Amacher sees CHAOS ENTROPY as going back to Fischer's long-held practice of participatory sculpture. “If you think about his candles, the collector has a choice to burn the candles or to leave them as they are. And that choice comes at a cost,” Amacher says. “The interesting part [with CHAOS ENTROPY] is that you'll see a real world gamification scenario where collectors have to make the decision. Do they prefer 10 individual pairs or do they want 20 objects to revolve around each other and receive a different artwork? It is based on their choice … which means there's more direct interaction between collector and artist.”
Fischer plans, he says, to play with scale in the CHAOS ENTROPY stage, in contrast to CHAOS #1–#500, where the paired objects were in exact scale with each other.
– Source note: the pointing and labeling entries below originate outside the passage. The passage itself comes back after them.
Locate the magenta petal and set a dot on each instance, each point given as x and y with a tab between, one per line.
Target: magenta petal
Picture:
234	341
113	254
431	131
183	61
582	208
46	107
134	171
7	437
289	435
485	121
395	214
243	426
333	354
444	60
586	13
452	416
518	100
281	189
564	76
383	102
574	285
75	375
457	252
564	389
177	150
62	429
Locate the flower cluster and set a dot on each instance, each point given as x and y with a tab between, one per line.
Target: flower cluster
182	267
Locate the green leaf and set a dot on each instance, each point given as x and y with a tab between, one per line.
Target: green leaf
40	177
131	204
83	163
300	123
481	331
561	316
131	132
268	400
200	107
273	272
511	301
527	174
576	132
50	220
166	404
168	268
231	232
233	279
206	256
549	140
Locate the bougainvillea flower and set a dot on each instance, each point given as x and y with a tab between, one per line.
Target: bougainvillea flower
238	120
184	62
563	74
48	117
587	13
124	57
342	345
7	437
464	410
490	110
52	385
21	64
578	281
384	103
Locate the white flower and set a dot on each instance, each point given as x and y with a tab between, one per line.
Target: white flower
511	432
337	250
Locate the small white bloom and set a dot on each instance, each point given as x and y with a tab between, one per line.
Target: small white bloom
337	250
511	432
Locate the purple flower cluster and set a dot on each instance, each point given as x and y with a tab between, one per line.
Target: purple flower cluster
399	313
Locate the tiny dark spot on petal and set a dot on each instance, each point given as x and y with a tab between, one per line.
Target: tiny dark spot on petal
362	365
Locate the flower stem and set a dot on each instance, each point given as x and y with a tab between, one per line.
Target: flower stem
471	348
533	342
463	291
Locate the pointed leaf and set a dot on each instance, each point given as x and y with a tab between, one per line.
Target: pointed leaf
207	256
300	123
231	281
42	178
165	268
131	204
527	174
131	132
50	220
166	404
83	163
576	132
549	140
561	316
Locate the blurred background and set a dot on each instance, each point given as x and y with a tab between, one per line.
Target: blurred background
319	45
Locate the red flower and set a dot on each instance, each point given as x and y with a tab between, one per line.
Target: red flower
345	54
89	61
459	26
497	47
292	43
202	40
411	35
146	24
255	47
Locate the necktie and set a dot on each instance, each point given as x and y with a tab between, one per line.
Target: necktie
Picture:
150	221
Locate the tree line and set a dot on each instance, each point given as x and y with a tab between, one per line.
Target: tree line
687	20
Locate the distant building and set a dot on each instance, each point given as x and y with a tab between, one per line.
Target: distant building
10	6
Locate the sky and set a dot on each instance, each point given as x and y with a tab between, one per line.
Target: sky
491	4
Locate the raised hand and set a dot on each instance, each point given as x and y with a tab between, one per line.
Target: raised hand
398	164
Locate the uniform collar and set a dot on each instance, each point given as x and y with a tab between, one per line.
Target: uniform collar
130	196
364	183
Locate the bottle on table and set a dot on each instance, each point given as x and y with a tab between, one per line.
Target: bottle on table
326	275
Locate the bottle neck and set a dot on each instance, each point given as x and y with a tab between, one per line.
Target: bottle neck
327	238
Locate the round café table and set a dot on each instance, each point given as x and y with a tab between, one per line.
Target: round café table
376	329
He might, for example, bring together a chair and a matchstick so that the scale of the smaller objects “gets way bigger and the bigger things get smaller”.
This playfulness is at one with the broad range of Fischer's artistic sympathies, and his work which scales up to monumental public sculptures, including his Giant Clay series. Appearing on The Art Newspaper's podcast A Brush With… in December 2023, Fischer listed works that he could not live without that were both monumental (Stonehenge and the Easter island figures) and ineffably Baroque (Gian Lorenzo Bernini's sculptures Apollo and Daphne, around 1622-25 and Sleeping Hermaphroditus, 1620).
As an artist, Fischer said in December, he is tuning in, waiting, not rushing. “Art is for nothing of purpose," he said. "It just is.”